Uedemer Bürgermeister plant zweites Notfallbecken
Uedems Bürgermeister Rainer Weber will nun das Regenrückhaltebecken an der Rosenstraße vergrößern. Ein weiteres Becken an der Kalkarer Straße sei bereits in Planung. „Das ist ein Baustein“, erklärt Brunhöver. „Man muss sich aber von dem Gedanken verabschieden, dass eine einzelne Maßnahme ausreicht.“ Selbst wenn beide Notfallbecken rechtzeitig fertiggestellt worden wären, hätten die Wassermassen nicht komplett zurückgehalten werden können, warnt der Experte. „Das funktioniert nur bis zu einem gewissen Schweregrad.“
Auch eine Kanalvergrößerung müsse sorgfältig geprüft werden. „Um das Wasser schneller abfließen zu lassen, kann ich ein 300er-Rohr einfach durch ein 1000er-Rohr ersetzen“, sagt Brunhöver. „Damit verlagere ich aber das Problem weiter nach unten.“ Eine andere Möglichkeit seien deshalb Rückhaltebecken, in denen das Wasser gespeichert wird. „Es gibt verschiedene Wege. Nichts wäre schlimmer, als mit einer Ad-hoc-Lösung noch größere Schäden zu verursachen.“ Ähnlich verhalte es sich bei Gräben. „Ich muss immer gucken, wohin leite ich das Wasser ab? Wo bilden sich gefährliche Anstausituationen?“
Neben Uedem waren am Montag auch der Kreis Borken und Mönchengladbach von Starkregen betroffen. In Bocholt rückte die Feuerwehr nach eigenen Angaben allein bis Mitternacht 119 Mal aus. Keller wurden überflutet, ein Bachlauf trat über die Ufer und umgekippte Bäume blockierten Straßen. In Mönchengladbach kam es zu 17 Unwetter-Einsätzen. „Davon waren der überwiegende Teil Wasserschäden und vollgelaufene Keller in Wohnhäusern“, so die Stadt.

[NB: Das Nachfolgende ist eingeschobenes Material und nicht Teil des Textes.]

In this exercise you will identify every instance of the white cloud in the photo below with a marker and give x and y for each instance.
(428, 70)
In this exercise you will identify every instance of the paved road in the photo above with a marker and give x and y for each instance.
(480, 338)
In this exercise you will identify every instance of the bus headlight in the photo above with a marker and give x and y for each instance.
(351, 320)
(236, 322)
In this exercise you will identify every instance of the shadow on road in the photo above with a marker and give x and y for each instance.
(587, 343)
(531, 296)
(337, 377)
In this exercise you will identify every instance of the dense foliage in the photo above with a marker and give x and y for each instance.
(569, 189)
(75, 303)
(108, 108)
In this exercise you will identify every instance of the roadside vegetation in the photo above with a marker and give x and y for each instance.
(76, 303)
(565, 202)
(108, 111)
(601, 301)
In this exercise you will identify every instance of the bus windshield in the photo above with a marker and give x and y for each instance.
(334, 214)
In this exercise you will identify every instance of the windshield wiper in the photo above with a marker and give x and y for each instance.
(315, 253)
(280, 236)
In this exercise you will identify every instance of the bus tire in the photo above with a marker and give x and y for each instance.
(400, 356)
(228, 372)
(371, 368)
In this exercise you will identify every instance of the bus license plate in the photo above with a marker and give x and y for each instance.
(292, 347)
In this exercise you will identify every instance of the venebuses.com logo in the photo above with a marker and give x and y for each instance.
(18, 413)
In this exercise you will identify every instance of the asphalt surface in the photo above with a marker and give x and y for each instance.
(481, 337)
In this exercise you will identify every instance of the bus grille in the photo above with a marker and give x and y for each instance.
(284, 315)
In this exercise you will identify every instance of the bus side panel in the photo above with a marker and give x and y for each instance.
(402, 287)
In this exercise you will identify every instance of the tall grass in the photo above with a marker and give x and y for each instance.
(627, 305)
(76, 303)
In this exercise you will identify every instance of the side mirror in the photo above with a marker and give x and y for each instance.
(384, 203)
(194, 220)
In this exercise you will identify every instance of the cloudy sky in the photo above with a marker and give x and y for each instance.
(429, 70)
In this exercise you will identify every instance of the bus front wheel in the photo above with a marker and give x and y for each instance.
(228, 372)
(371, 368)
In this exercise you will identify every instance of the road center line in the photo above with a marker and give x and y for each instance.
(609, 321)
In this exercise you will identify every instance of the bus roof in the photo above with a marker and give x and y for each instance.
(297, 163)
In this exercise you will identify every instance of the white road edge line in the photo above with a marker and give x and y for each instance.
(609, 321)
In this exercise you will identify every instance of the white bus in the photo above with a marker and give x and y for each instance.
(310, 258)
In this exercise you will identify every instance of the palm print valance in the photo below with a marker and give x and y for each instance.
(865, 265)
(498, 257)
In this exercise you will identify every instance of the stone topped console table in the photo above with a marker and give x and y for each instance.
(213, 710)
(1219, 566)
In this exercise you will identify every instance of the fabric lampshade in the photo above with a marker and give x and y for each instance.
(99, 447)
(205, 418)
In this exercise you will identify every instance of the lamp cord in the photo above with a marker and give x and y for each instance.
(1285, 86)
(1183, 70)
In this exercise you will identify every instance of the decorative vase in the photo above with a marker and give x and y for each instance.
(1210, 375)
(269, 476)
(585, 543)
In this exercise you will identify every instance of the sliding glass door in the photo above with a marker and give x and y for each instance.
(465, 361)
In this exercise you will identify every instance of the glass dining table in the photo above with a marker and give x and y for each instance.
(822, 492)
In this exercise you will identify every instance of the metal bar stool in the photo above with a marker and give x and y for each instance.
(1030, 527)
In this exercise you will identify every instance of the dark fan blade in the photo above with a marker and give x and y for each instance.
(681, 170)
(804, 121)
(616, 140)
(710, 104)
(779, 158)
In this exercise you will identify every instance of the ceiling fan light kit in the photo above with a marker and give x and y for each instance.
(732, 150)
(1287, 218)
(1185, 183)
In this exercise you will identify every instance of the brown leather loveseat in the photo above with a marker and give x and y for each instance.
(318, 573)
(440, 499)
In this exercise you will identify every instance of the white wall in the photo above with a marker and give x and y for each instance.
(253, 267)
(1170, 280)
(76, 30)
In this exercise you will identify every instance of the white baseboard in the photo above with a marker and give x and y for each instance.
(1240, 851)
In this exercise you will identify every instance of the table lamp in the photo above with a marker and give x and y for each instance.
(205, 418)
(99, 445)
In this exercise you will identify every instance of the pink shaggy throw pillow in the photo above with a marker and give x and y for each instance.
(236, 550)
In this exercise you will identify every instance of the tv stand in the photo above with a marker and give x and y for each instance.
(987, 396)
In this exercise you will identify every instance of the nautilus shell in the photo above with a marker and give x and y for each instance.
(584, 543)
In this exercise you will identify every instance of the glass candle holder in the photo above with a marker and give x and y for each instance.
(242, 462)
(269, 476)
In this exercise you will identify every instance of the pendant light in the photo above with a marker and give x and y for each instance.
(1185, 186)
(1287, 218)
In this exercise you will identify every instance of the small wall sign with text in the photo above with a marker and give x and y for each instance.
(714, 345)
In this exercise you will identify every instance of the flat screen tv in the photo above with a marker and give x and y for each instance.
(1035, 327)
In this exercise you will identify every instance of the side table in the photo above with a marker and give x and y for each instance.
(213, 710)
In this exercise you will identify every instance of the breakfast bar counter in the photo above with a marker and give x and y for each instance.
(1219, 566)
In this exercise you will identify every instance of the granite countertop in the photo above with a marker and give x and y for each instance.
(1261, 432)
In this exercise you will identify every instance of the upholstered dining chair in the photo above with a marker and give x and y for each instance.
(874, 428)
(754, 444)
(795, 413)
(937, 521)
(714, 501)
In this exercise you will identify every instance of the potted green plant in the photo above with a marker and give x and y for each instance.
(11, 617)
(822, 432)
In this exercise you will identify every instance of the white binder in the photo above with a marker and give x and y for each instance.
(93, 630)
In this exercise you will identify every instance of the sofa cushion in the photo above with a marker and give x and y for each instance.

Klimawandel: Kommunen drohen neue Herausforderungen
Doch wie können sich Städte und Gemeinden vor den Wassermassen schützen? „Die Strukturen sind unterschiedlich“, erklärt Brunhöver. „In ländlichen Regionen gibt es sehr oft Gräben und natürliche Rückhaltemöglichkeiten – Mulden, Senken, Grünflächen. Das ist durchaus von Vorteil.“ Durch die Zusammenlegung oder Vergrößerung von Ackerflächen seien viele der natürlichen Barrieren aber in den vergangenen Jahrzehnten verloren gegangen. „Damit müssen wir lernen umzugehen.“
In Großstädten würden Stadtplaner zum Beispiel immer häufiger auf „multifunktionale Retentionsflächen“ setzen: „Das können Parkplätze sein, die bewusst tiefer angelegt werden, um sie bei Starkregen zu fluten.“ Ein vollgelaufener Parkplatz sei zwar ärgerlich, richte aber kaum Schaden an. „Das Ziel ist es, das Wasser lieber in solchen Flächen zu sammeln, bevor Anlieger oder Infrastruktur geschädigt werden“, so der Diplom-Ingenieur.
Der Experte sieht zwei Probleme auf die Städte und Gemeinden am Niederrhein zukommen: Zum einen bräuchten die Kommunen im Falle von großen Niederschlagsmengen klare Konzepte. „Wo schaffe ich Flutmulden, an welchen Stellen vergrößere ich das Kanalnetz?“ Zum anderen gebe es immer längere Trockenzeiten. „Dann bekomme ich Ablagerungen im System, weil ich keine Spülung mehr habe“, warnt Brunhöver.